With a reverse mortgage (sometimes referred to as a a home equity conversion loan), homeowners of a certain age may use home equity for anything they need without selling their homes. The lending institution gives you funds determined by the equity you’ve built-up in your home; you receive a lump sum, a monthly payment or a line of credit. The loan does not have to be repaid until the homeowner sells the residence, moves away, or dies. At the time you sell your home or you no longer use it as your primary residence, you (or your estate) are required to pay back the lending institution for the funds you got from your reverse mortgage in addition to interest among other fees.

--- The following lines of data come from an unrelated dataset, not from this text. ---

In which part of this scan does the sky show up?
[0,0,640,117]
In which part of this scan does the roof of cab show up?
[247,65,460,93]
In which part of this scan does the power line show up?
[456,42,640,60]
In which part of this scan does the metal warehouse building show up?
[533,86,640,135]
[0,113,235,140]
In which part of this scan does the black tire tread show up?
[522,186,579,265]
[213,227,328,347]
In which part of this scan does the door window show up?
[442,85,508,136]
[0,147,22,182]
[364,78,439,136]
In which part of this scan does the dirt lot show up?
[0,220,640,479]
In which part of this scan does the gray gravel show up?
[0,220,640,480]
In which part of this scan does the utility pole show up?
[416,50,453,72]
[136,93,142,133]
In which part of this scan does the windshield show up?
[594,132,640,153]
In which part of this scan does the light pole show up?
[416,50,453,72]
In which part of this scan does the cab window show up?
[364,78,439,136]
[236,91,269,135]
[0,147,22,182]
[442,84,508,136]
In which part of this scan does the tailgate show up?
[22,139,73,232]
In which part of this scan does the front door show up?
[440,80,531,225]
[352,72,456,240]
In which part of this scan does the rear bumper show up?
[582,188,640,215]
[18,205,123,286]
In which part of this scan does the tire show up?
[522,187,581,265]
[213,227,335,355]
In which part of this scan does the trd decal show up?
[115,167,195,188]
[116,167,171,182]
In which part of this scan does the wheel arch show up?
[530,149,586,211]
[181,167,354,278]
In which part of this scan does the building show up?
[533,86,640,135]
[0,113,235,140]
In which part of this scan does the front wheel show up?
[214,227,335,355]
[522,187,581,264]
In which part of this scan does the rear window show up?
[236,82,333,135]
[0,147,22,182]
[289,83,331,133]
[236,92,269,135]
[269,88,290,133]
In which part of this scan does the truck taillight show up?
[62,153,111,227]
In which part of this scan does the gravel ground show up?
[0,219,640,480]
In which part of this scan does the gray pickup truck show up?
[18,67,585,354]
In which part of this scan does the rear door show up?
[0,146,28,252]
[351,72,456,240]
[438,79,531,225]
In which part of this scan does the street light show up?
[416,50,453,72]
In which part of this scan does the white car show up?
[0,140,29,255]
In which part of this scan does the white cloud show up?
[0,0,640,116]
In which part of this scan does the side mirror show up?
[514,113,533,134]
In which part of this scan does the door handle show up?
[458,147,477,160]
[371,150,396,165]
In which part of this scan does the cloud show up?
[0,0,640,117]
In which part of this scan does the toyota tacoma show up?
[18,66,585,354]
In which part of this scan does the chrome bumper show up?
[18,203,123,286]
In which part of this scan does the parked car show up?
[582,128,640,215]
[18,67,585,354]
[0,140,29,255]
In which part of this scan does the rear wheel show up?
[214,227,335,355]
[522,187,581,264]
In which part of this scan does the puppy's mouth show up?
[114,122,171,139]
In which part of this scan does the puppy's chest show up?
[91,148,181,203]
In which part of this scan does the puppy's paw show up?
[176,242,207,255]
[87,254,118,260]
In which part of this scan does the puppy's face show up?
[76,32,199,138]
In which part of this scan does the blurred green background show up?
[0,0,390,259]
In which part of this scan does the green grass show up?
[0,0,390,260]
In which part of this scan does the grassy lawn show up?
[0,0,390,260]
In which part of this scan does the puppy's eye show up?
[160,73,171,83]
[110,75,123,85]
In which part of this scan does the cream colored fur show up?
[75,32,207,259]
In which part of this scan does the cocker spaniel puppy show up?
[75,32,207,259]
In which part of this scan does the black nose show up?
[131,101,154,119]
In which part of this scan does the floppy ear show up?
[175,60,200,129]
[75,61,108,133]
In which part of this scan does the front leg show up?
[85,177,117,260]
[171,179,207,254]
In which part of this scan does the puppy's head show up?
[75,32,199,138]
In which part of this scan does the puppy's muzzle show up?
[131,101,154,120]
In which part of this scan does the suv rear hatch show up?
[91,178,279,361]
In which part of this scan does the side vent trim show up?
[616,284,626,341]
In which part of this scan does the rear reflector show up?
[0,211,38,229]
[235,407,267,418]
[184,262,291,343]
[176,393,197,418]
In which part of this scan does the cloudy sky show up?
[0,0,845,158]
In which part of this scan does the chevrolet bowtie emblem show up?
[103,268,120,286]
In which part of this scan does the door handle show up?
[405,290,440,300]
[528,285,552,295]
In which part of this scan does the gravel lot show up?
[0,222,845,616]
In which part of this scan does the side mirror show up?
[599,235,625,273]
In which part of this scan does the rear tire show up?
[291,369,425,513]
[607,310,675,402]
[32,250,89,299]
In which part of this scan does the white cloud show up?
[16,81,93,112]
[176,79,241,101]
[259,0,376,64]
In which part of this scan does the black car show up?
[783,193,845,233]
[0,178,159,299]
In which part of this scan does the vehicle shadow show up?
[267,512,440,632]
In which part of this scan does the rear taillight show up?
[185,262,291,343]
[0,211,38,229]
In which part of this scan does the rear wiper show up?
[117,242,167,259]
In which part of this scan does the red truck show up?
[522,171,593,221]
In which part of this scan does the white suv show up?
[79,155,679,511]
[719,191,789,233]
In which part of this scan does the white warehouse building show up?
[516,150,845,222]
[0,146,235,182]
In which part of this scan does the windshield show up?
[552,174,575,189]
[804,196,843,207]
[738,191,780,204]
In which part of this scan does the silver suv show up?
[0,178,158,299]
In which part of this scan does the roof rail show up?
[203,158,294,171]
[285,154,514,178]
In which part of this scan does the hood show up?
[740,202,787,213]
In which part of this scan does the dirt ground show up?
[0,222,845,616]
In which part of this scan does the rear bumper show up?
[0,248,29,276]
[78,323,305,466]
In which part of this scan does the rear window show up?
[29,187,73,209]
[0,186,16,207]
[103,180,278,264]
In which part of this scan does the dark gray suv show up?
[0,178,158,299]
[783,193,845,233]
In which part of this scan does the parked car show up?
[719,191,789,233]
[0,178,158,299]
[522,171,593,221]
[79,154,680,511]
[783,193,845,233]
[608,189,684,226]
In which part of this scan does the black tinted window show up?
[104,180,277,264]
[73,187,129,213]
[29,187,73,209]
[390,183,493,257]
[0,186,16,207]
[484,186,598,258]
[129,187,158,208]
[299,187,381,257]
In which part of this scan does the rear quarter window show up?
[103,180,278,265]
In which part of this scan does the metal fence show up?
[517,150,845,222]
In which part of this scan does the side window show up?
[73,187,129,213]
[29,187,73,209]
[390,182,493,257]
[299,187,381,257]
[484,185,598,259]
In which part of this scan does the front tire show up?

Who is Able to Participate?

The requirements of a reverse mortgage typically include being sixty-two or older, using the house as your main living place, and holding a low balance on your mortgage or owning your home outright.

Many homeowners who are on a limited income and find themselves needing additional money find reverse mortgages ideal for their circumstances. Interest rates can be fixed or adjustable while the money is nontaxable and does not adversely affect Social Security or Medicare benefits. The lender cannot take the property away if you live past the loan term nor will you be forced to sell your residence to repay the loan amount even if the balance is determined to exceed property value. The loan does not have to be repaid until the homeowner sells the residence, moves away or dies. The homeowner is responsible for staying current on property taxes and insurance and keeping the home maintained.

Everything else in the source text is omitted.